The Militant Ideology Atlas used citation analysis to provide the first systematic mapping of the ideologues most influential in the global jihadi movement. Analyzing the most downloaded jihadi literature from one of al-Qa'ida's online libraries and cataloging more than 11,000 citations from these texts, the Militant Ideology Atlas found that the most influential living jihadi thinkers are not – as is commonly supposed – senior leaders of al-Qa'ida itself, but rather a handful of primarily Saudi and Jordanian clerics; the most widely cited writer is the Palestinian-Jordanian Abu Muhammad al-Maqdisi. The Atlas was published in November 2006.

Harmony Database Reports are works of analysis and policy recommendation produced by the CTC on the basis of documents declassified for this purpose by the Defense Department from the latter's Harmony Database, which houses al-Qa'ida-related documents captured throughout the world in the course of the war on terror. The CTC's first Harmony report, Harmony and Disharmony: Exploiting al-Qa'ida's Organizational Vulnerabilities, was published in February 2006 and, along with extensive analysis, made primary source documents from the Harmony Database available to the public for the first time. According to the CTC, Harmony and Disharmony "includes a theoretically informed analysis of potential opportunities to exploit al-Qa'ida's network vulnerabilities, a case study of jihadi operational failure, and specific recommendations for effectively addressing the evolving al-Qa'ida threat." The CTC's second major Harmony report focussed on the Horn of Africa. Released in May 2007 al-Qa'ida's (Mis)Adventures in the Horn of Africa. provides a detailed picture of al-Qa'ida's efforts to establish itself in East Africa, what its successes and failures were in the region, and how conditions in weak and failed states affect the ability of jihadi groups to function. The report also included a second batch of declassified documents from the Harmony Database, with full English translations, and in-depth profiles of key figures and groups. The entire report can be downloaded. The third Harmony report explores al-Qa'ida's internal conflicts over the course of its history. Released in October 2007, Cracks in the Foundation: Leadership Schisms in al-Qa'ida from 1989–2006 analyzes further declassified Harmony documents in order to tease out the issues that have divided al-Qa'ida's leadership and details the factions that have struggled for control of the organization.

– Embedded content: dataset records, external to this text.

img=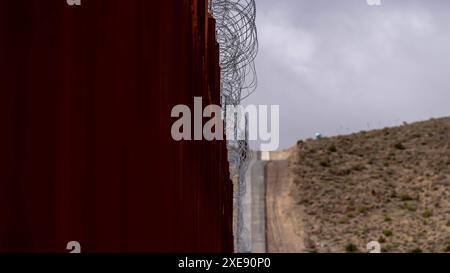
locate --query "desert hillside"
[290,118,450,252]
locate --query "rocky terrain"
[289,118,450,252]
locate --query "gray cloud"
[245,0,450,148]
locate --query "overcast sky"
[245,0,450,149]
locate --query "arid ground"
[266,118,450,252]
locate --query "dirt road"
[266,160,305,253]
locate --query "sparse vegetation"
[345,243,359,253]
[422,209,433,218]
[394,143,406,150]
[293,118,450,253]
[411,248,423,253]
[328,145,337,153]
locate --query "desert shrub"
[320,160,330,168]
[328,145,337,153]
[422,209,433,218]
[345,243,359,253]
[411,248,423,253]
[400,194,413,201]
[394,143,406,150]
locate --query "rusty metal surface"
[0,0,233,252]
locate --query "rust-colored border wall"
[0,0,233,252]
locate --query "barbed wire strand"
[208,0,258,252]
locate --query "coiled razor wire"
[208,0,258,252]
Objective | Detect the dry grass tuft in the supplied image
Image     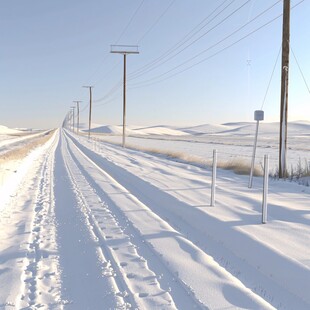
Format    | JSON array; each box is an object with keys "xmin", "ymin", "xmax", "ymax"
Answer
[{"xmin": 0, "ymin": 130, "xmax": 55, "ymax": 164}]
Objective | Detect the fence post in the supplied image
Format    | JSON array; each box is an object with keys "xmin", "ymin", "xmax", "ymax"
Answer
[
  {"xmin": 262, "ymin": 155, "xmax": 269, "ymax": 224},
  {"xmin": 211, "ymin": 150, "xmax": 217, "ymax": 207}
]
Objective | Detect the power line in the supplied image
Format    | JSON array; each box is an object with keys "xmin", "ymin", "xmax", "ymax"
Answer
[
  {"xmin": 114, "ymin": 0, "xmax": 145, "ymax": 44},
  {"xmin": 129, "ymin": 0, "xmax": 236, "ymax": 77},
  {"xmin": 131, "ymin": 0, "xmax": 286, "ymax": 86},
  {"xmin": 137, "ymin": 0, "xmax": 175, "ymax": 45}
]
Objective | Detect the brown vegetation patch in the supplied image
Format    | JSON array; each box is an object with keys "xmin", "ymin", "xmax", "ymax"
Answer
[{"xmin": 0, "ymin": 130, "xmax": 55, "ymax": 164}]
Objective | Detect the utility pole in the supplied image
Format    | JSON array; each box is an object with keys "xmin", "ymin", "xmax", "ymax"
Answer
[
  {"xmin": 73, "ymin": 100, "xmax": 82, "ymax": 134},
  {"xmin": 83, "ymin": 86, "xmax": 94, "ymax": 139},
  {"xmin": 279, "ymin": 0, "xmax": 291, "ymax": 178},
  {"xmin": 111, "ymin": 45, "xmax": 139, "ymax": 147},
  {"xmin": 71, "ymin": 107, "xmax": 75, "ymax": 132}
]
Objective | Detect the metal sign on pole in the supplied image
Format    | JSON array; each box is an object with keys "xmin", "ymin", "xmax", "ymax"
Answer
[
  {"xmin": 249, "ymin": 110, "xmax": 264, "ymax": 188},
  {"xmin": 111, "ymin": 45, "xmax": 139, "ymax": 147}
]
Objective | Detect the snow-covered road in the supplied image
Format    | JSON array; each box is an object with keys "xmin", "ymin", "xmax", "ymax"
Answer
[{"xmin": 0, "ymin": 130, "xmax": 310, "ymax": 309}]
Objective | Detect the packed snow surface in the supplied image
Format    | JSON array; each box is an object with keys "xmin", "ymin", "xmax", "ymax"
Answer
[{"xmin": 0, "ymin": 123, "xmax": 310, "ymax": 310}]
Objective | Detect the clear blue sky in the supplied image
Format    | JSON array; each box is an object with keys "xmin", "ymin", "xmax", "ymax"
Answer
[{"xmin": 0, "ymin": 0, "xmax": 310, "ymax": 128}]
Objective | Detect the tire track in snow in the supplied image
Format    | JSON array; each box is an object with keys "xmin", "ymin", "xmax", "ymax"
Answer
[
  {"xmin": 62, "ymin": 132, "xmax": 179, "ymax": 309},
  {"xmin": 54, "ymin": 136, "xmax": 127, "ymax": 310},
  {"xmin": 16, "ymin": 130, "xmax": 60, "ymax": 309},
  {"xmin": 75, "ymin": 134, "xmax": 309, "ymax": 309},
  {"xmin": 63, "ymin": 131, "xmax": 272, "ymax": 309}
]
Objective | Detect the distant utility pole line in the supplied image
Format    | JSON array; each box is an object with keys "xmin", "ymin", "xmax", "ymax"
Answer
[
  {"xmin": 83, "ymin": 86, "xmax": 94, "ymax": 139},
  {"xmin": 111, "ymin": 45, "xmax": 139, "ymax": 147},
  {"xmin": 70, "ymin": 107, "xmax": 75, "ymax": 132},
  {"xmin": 73, "ymin": 100, "xmax": 82, "ymax": 134},
  {"xmin": 279, "ymin": 0, "xmax": 291, "ymax": 178}
]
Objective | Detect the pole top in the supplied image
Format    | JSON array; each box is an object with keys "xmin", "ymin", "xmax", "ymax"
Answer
[
  {"xmin": 254, "ymin": 110, "xmax": 264, "ymax": 121},
  {"xmin": 110, "ymin": 45, "xmax": 139, "ymax": 55}
]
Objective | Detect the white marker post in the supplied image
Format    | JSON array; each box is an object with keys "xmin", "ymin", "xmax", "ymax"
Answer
[
  {"xmin": 211, "ymin": 150, "xmax": 217, "ymax": 207},
  {"xmin": 248, "ymin": 110, "xmax": 264, "ymax": 188},
  {"xmin": 262, "ymin": 155, "xmax": 269, "ymax": 224}
]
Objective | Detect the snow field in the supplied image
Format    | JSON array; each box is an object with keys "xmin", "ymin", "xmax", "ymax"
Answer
[
  {"xmin": 66, "ymin": 132, "xmax": 278, "ymax": 309},
  {"xmin": 71, "ymin": 130, "xmax": 310, "ymax": 309},
  {"xmin": 0, "ymin": 129, "xmax": 61, "ymax": 309},
  {"xmin": 0, "ymin": 126, "xmax": 310, "ymax": 310}
]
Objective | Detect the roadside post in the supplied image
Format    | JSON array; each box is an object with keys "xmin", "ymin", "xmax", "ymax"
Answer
[
  {"xmin": 262, "ymin": 155, "xmax": 269, "ymax": 224},
  {"xmin": 211, "ymin": 150, "xmax": 217, "ymax": 207},
  {"xmin": 248, "ymin": 110, "xmax": 264, "ymax": 188}
]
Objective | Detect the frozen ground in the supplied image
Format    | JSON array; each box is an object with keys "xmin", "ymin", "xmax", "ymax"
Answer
[
  {"xmin": 0, "ymin": 125, "xmax": 310, "ymax": 309},
  {"xmin": 84, "ymin": 121, "xmax": 310, "ymax": 171}
]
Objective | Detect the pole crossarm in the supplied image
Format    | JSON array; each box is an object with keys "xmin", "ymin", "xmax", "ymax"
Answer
[
  {"xmin": 111, "ymin": 45, "xmax": 139, "ymax": 54},
  {"xmin": 111, "ymin": 45, "xmax": 139, "ymax": 147},
  {"xmin": 82, "ymin": 86, "xmax": 94, "ymax": 139}
]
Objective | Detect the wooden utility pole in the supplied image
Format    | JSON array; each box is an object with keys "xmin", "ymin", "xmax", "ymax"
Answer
[
  {"xmin": 73, "ymin": 100, "xmax": 82, "ymax": 134},
  {"xmin": 279, "ymin": 0, "xmax": 291, "ymax": 178},
  {"xmin": 111, "ymin": 45, "xmax": 139, "ymax": 147},
  {"xmin": 71, "ymin": 107, "xmax": 75, "ymax": 132},
  {"xmin": 83, "ymin": 86, "xmax": 94, "ymax": 139}
]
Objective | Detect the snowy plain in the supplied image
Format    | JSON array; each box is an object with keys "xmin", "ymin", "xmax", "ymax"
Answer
[{"xmin": 0, "ymin": 122, "xmax": 310, "ymax": 309}]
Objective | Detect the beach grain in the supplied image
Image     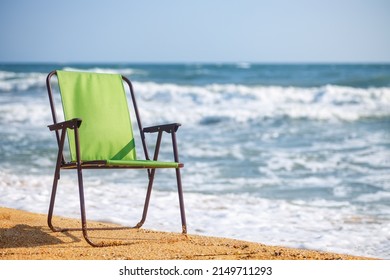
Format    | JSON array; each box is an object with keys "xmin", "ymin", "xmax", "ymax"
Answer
[{"xmin": 0, "ymin": 208, "xmax": 368, "ymax": 260}]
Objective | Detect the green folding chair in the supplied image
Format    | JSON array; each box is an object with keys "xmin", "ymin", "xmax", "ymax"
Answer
[{"xmin": 46, "ymin": 71, "xmax": 187, "ymax": 247}]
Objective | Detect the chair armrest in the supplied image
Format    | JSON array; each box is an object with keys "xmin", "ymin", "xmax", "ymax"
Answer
[
  {"xmin": 48, "ymin": 119, "xmax": 82, "ymax": 131},
  {"xmin": 143, "ymin": 123, "xmax": 181, "ymax": 133}
]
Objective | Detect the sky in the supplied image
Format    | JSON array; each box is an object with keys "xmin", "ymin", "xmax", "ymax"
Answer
[{"xmin": 0, "ymin": 0, "xmax": 390, "ymax": 63}]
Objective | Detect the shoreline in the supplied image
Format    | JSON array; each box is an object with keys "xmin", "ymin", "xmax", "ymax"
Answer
[{"xmin": 0, "ymin": 207, "xmax": 373, "ymax": 260}]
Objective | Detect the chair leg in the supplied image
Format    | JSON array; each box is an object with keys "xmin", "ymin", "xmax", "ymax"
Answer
[
  {"xmin": 77, "ymin": 165, "xmax": 104, "ymax": 247},
  {"xmin": 47, "ymin": 172, "xmax": 59, "ymax": 231},
  {"xmin": 176, "ymin": 168, "xmax": 187, "ymax": 234},
  {"xmin": 135, "ymin": 169, "xmax": 156, "ymax": 228}
]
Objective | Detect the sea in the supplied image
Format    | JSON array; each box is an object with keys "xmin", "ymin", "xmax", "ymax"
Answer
[{"xmin": 0, "ymin": 62, "xmax": 390, "ymax": 259}]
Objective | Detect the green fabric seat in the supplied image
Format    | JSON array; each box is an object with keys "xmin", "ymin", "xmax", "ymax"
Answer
[{"xmin": 57, "ymin": 71, "xmax": 179, "ymax": 168}]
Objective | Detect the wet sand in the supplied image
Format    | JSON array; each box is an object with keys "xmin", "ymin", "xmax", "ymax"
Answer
[{"xmin": 0, "ymin": 207, "xmax": 369, "ymax": 260}]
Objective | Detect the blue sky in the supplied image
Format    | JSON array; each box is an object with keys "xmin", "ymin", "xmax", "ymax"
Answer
[{"xmin": 0, "ymin": 0, "xmax": 390, "ymax": 63}]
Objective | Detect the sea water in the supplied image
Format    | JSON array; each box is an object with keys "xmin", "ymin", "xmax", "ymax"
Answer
[{"xmin": 0, "ymin": 63, "xmax": 390, "ymax": 259}]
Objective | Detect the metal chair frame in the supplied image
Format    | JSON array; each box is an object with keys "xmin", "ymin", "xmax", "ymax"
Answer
[{"xmin": 46, "ymin": 71, "xmax": 187, "ymax": 247}]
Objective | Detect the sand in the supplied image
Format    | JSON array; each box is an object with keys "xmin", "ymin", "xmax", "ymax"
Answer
[{"xmin": 0, "ymin": 207, "xmax": 369, "ymax": 260}]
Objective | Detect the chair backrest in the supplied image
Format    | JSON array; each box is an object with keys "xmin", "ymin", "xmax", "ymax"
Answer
[{"xmin": 57, "ymin": 71, "xmax": 136, "ymax": 161}]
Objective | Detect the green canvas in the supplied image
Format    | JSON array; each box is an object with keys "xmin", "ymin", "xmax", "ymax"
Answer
[
  {"xmin": 57, "ymin": 71, "xmax": 179, "ymax": 168},
  {"xmin": 57, "ymin": 71, "xmax": 136, "ymax": 161}
]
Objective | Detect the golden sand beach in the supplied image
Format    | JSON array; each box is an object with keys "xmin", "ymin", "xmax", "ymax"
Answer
[{"xmin": 0, "ymin": 208, "xmax": 368, "ymax": 260}]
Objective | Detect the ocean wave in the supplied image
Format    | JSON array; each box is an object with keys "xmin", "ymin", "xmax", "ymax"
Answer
[
  {"xmin": 134, "ymin": 83, "xmax": 390, "ymax": 124},
  {"xmin": 0, "ymin": 68, "xmax": 390, "ymax": 122}
]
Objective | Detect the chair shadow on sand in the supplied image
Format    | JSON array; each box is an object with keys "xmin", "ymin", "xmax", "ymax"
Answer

Islamic Imagery Project published the first complete catalog of important, recurring images used in violent jihadi propaganda with explanations to enhance the understanding for students, teachers, and policy makers.

==CTC Sentinel==

CTC Sentinel is a monthly, interdisciplinary journal that covers research and news. The Atlantic describes it as "a leading practitioner-oriented journal on terrorism and counterterrorism issues."